The cybersecurity researchers at firmware security company Eclypsium said that it is possible to launch all types of USB attacks against vulnerable Supermicro servers without the need to physically access them or wait for your victim to use an unknown, untrusted USB drive and plug it into their computer.
The attack which is collectively dubbed as “USBAnywhere,” holds a number of newly discovered vulnerabilities in the firmware of BMC controllers permitting an unauthorized, remote attacker to connect to a Supermicro server and virtually mount malicious USB device.
A baseboard management controller (BMC) is a hardware chip at the core of Intelligent Platform Management Interface (IPMI) utilities that allows sysadmins to remotely control and monitor a server without having to access the operating system or applications running on it. It already comes with a majority of server chipsets embedded in it.
In simple BMC is an out-of-band management system that lets admins to perform actions remotely like reboot a device, analyze logs, install an operating system, and update the firmware.
One of its ability is to mount virtual media to connect a disk image as a virtual USB CD-ROM or floppy drive with a remote server.
According to a report published today by Eclypsium, BMCs on Supermicro X9, X10, and X11 platforms use an insecure implementation to authenticate the client and transport USB packets between client and server.
These weaknesses can easily be exploited by a remote attacker to bypass authentication process over virtual media service listening on TCP port 623 or intercept traffic to recover weakly encrypted BMC credentials or totally unencrypted credentials.

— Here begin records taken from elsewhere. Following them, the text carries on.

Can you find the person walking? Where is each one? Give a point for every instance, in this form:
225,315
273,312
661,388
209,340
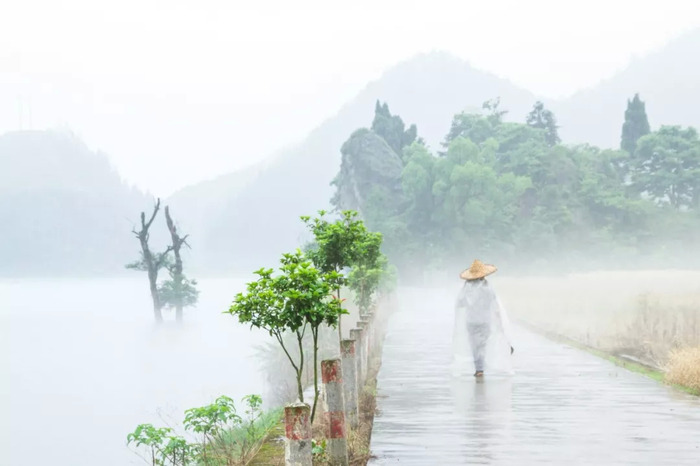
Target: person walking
485,318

The weaknesses include Plaintext Authentication, Unencrypted Network Traffic, Weak Encryption and Authentication Bypass (X10 and X11 platforms only).
The researcher states that while accessing remotely, the virtual media service allows plaintext authentication, sends most traffic unencrypted, uses a weak encryption algorithm for the rest, and is susceptible to an authentication bypass.
These issues let a hacker to easily gain access to a server, either by getting a legitimate user’s authentication packet or using default credentials.
After getting connected the compromised virtual media service allows the attackers to interact with the host system as a raw USB device, thereby letting them to perform everything that can be done with physical access to a USB port, including data exfiltration, implant malware, booting from untrusted OS images, direct manipulation of the system via a virtual keyboard and mouse, and disable the device entirely.
A scan of TCP port 623 across the Internet revealed more than 47,000 BMCs from over 90 different countries with the affected BMC firmware virtual media service publicly accessible.
It is also possible to exploit these vulnerabilities by an attacker who has access to a closed corporate network or man-in-the-middle attackers within the client-side networks.
These findings were reported to Supermicro in June and July this year for which the company acknowledged in August and publicly released a firmware update for their X9, X10 and X11 platforms before September 3rd.
All the enterprises are adviced to update their BMC firmware at the earliest. Also, it is important to ensure that BMCs should never be directly exposed to the Internet because a direct exposure to the Internet increases the chance of such attacks.